IN VIVO LAPAROSCOPIC ROBOTICS
Robotic laparoscopic surgery is evolving to include in vivo robotic assistants (i.e. placing the robot completely within the human body). The impetus for the development of this technology is to provide surgeons with additional viewpoints and unconstrained manipulators that improve tissue manipulation, safety and reduce patient trauma. Currently available surgical robotic systems are implemented from outside the body and will therefore always be constrained to some degree by the limitations of working through small incisions. A family of robots have been developed to provide vision and task assistance from inside the body. Fixed-base and mobile robots have been designed and tested in animal models with much success. Operations involving the removal of a gall bladder, prostate or kidney have all been performed with the assistance of these robots. These early successful tests show how in vivo laparoscopic robotics may be part of the next advancement in surgical technology.
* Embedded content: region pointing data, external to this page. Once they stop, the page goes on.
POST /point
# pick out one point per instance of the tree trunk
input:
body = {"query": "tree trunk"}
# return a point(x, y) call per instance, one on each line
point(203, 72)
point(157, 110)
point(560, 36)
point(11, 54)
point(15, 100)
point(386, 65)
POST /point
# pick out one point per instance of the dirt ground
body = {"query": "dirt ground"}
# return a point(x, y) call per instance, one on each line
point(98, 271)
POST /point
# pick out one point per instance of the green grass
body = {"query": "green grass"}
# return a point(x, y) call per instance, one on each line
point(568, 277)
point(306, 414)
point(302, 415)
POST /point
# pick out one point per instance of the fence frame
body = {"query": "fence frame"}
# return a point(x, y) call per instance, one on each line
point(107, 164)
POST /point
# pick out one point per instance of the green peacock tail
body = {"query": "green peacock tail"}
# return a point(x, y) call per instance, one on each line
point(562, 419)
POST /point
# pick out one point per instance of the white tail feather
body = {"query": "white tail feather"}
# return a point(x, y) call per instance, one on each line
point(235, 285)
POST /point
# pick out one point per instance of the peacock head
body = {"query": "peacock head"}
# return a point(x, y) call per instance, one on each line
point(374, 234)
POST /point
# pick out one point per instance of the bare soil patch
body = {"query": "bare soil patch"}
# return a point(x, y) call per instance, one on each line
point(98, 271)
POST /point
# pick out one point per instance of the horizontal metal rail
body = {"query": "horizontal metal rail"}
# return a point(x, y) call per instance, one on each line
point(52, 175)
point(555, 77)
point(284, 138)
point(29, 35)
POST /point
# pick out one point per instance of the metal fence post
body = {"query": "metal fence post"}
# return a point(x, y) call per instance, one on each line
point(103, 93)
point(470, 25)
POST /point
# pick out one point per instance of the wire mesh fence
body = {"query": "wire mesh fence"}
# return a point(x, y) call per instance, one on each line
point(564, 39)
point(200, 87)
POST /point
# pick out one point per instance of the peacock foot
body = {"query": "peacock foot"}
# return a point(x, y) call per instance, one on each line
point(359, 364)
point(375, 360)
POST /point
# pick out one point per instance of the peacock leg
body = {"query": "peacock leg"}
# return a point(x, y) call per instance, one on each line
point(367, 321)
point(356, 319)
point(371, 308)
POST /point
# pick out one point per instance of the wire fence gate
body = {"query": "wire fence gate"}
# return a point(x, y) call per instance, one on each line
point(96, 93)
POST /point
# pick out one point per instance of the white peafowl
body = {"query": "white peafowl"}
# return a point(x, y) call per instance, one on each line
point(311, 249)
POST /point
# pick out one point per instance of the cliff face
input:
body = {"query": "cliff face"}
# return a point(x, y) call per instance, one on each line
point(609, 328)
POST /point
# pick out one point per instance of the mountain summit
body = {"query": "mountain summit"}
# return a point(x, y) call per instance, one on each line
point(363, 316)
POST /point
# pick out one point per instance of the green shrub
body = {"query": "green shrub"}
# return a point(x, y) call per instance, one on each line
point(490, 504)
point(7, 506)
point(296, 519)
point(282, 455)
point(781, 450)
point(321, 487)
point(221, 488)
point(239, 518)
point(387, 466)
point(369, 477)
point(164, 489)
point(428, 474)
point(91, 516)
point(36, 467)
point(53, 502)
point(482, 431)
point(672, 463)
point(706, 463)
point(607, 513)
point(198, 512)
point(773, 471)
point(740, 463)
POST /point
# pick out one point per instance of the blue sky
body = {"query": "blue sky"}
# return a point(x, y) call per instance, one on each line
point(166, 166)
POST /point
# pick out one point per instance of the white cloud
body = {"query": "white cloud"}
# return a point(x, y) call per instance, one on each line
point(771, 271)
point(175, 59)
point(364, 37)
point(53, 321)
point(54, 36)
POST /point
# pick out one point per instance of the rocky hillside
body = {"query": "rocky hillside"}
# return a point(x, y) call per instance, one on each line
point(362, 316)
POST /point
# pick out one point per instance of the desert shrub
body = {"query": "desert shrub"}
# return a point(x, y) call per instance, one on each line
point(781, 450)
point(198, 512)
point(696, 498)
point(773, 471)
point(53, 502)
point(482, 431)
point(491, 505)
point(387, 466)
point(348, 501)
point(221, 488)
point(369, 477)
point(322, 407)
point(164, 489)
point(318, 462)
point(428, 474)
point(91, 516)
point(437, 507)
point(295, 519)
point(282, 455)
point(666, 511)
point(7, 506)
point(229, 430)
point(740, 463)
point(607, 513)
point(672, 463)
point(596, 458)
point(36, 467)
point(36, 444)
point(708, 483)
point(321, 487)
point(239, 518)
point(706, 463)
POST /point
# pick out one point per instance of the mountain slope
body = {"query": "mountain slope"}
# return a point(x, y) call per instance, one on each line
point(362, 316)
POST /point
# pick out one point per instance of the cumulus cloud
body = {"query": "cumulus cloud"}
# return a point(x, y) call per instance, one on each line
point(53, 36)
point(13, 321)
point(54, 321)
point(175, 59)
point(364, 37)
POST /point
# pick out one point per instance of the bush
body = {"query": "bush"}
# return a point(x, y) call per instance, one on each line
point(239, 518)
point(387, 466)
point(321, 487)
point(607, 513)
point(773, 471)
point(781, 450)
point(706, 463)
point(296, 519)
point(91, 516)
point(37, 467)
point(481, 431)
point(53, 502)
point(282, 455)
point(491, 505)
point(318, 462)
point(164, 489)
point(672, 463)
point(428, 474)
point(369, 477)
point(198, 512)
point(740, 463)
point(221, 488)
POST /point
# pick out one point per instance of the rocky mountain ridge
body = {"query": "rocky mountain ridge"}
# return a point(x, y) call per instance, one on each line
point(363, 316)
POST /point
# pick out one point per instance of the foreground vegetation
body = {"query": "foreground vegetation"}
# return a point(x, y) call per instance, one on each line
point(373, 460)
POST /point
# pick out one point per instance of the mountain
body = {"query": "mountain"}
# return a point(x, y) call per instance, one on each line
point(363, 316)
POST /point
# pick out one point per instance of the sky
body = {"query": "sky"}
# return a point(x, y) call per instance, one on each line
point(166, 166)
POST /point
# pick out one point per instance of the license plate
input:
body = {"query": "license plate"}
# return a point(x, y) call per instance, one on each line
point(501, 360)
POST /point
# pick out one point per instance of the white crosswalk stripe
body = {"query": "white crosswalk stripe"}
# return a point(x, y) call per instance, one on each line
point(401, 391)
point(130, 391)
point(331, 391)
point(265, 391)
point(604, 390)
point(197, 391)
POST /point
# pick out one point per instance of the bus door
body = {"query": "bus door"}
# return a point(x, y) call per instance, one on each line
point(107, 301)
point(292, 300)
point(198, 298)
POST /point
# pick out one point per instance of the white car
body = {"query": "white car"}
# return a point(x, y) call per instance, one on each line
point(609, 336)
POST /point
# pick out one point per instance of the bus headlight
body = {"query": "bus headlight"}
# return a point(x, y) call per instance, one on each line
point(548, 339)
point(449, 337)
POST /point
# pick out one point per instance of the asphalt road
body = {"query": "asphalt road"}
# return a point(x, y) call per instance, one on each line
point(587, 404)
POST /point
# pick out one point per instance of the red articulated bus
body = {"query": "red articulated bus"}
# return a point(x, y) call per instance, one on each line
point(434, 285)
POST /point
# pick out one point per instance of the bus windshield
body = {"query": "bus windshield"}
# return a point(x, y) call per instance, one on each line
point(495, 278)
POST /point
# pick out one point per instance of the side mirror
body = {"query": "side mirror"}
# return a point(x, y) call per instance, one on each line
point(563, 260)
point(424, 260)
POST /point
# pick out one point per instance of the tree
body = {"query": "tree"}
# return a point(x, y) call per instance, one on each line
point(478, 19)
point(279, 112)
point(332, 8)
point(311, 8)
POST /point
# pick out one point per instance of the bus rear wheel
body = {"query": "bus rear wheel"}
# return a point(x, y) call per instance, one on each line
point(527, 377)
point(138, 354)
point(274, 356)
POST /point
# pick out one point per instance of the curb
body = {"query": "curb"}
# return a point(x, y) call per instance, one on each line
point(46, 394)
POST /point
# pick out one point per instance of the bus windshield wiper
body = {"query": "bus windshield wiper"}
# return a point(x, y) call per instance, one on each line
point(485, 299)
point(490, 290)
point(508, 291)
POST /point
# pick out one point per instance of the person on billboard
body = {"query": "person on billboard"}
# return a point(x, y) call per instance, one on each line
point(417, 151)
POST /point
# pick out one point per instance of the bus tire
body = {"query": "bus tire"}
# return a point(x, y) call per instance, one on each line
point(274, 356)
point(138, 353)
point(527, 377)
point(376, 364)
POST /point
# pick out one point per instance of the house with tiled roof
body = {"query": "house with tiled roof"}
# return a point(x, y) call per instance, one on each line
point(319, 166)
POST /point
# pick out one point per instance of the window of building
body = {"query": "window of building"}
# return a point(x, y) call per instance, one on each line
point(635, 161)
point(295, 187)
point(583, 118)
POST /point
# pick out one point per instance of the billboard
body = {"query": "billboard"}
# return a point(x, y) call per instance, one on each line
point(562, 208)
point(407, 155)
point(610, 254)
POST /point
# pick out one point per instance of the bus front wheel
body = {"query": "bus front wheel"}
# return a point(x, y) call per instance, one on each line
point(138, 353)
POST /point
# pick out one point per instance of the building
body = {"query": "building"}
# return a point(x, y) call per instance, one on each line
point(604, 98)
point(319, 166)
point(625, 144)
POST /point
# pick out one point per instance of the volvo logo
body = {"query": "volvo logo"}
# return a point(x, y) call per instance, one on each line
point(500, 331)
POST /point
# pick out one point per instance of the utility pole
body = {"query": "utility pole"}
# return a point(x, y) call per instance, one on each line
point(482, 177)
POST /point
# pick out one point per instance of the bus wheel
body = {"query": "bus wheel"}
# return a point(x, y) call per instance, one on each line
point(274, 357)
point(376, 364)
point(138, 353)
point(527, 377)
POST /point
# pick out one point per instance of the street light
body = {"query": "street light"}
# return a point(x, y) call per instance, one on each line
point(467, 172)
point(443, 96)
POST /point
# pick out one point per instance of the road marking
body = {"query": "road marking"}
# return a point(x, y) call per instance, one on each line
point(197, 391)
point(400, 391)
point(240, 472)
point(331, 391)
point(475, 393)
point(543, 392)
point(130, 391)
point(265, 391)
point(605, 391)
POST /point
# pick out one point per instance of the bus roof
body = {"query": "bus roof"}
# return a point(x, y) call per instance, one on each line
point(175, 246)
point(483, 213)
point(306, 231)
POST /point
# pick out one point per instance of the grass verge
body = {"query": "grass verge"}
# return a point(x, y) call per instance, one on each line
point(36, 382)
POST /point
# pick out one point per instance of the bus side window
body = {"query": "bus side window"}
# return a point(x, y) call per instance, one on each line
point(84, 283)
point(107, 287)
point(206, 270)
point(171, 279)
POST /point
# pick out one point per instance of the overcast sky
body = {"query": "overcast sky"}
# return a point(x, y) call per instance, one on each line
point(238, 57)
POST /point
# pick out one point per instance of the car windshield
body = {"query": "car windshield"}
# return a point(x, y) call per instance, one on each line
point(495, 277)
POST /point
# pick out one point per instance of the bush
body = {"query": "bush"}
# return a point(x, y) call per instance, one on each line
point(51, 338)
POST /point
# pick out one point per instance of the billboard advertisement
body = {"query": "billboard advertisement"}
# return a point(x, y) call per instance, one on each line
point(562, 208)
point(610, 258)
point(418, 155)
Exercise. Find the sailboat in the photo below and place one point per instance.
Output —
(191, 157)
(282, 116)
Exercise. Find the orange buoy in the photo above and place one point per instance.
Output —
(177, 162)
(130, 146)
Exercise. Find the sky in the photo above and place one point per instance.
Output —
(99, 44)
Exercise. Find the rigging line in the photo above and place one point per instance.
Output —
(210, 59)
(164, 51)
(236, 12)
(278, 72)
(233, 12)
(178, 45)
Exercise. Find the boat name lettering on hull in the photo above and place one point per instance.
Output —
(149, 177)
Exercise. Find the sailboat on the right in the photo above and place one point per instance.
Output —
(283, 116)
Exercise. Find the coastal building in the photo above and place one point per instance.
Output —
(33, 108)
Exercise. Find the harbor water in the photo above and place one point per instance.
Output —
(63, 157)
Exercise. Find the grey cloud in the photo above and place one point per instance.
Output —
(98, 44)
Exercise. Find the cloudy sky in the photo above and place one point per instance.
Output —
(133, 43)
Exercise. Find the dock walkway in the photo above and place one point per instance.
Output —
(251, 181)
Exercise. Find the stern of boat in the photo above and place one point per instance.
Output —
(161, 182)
USAGE OF COMPLEMENTARY AND ALTERNATIVE MEDICINE (CAM) IN GENERAL SURGICAL PATIENTS
Analysis of 151 consecutive general surgical patients over three months showed that 40% used some form of complimentary or alternative medicine (CAM). The study to be published online by the INTERNATIONAL JOURNAL OF SURGERY illustrates the growth in the usage of CAM amongst surgical patients. The demographics of CAM use were: 47% of Caucasians, compared to 29% of African-Americans; 44% were females and 48% of patients had a cancer diagnosis. Dr Vic Velanovich lead author of the study commented: "Surgeons should make inquiry as to the use of alternative medical treatments, especially herbal medications, in there patients. Patients should volunteer this information if not asked because of the potential harmful interactions with anesthesia and other treatments."